Gruppo FS punta a rinnovare l’80% dei convogli del trasporto locale entro il 2027. Da inizio anno già immessi in rete 31 mezzi di ultima generazione

 

Il processo di profonda trasformazione del trasporto ferroviario a breve e medio raggio in Italia segna una nuova tappa fondamentale. Regionale, il marchio del Gruppo FS controllato da Trenitalia, continua l’esecuzione del proprio piano strategico di rinnovo flotta: nei primi otto mesi del 2026 sono stati immessi in rete 31 nuovi convogli ad alta efficienza, per una spesa complessiva pari a circa 370 milioni di euro.

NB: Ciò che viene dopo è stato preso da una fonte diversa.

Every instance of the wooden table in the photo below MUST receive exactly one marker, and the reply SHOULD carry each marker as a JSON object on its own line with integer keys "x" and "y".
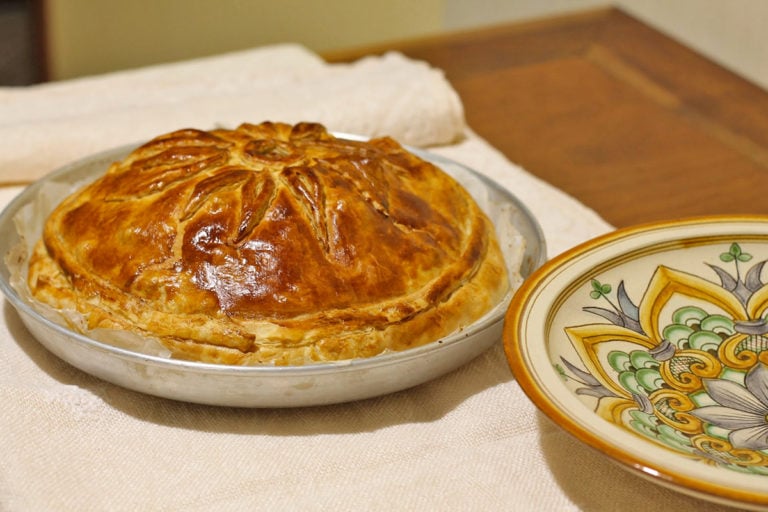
{"x": 628, "y": 121}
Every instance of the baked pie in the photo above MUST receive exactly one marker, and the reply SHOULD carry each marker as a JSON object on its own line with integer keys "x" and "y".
{"x": 271, "y": 243}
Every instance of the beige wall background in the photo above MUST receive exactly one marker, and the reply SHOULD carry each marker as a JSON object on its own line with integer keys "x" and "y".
{"x": 95, "y": 36}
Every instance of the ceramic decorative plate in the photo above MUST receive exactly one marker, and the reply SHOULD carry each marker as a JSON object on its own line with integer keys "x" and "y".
{"x": 651, "y": 345}
{"x": 268, "y": 386}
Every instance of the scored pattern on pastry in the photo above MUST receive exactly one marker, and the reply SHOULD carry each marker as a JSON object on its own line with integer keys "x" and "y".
{"x": 271, "y": 242}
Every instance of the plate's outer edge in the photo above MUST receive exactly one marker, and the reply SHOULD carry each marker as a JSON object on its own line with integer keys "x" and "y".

L’operazione rientra nel maxi-piano industriale da 7 miliardi di euro che punta a consegnare 1.081 treni ad alte prestazioni entro il 2027, con l’obiettivo di rigenerare l’80% dell’intero parco mezzi destinato al pendolarismo e allo spostamento capillare sul territorio nazionale.

La progressiva sostituzione dei vecchi rotabili è resa possibile dall’intesa e dai Contratti di Servizio stipulati tra la società ferroviaria, le singole Regioni e le Province Autonome.

A oggi, la flotta complessiva di ultima generazione in circolazione lungo la Penisola ha superato la quota dei 1.000 convogli operativi (1.009 per l’esattezza). L’assegnazione dei nuovi mezzi risponde a criteri di ripartizione geografica volti a garantire una modernizzazione omogenea da Nord a Sud:

Nord Italia: 369 treni operativi

Centro Italia: 359 treni operativi

Sud e Isole: 281 treni operativi

Con un volume di oltre 6.000 corse al giorno e una quota che supera i 400 milioni di passeggeri all’anno, il trasporto locale si conferma la dorsale strategica della mobilità del Paese.

Oltre all’impiego di convogli a ridotto impatto ambientale e maggior comfort a bordo, la strategia di Trenitalia punta con decisione sull’integrazione modale. Attraverso la rete degli oltre 150 “Link” — connessioni integrate che combinano il vettore ferroviario con autobus, navigazione e mobilità dolce — il servizio punta a connettere anche i bacini e i centri minori storicamente isolati dalle grandi direttrici di traffico.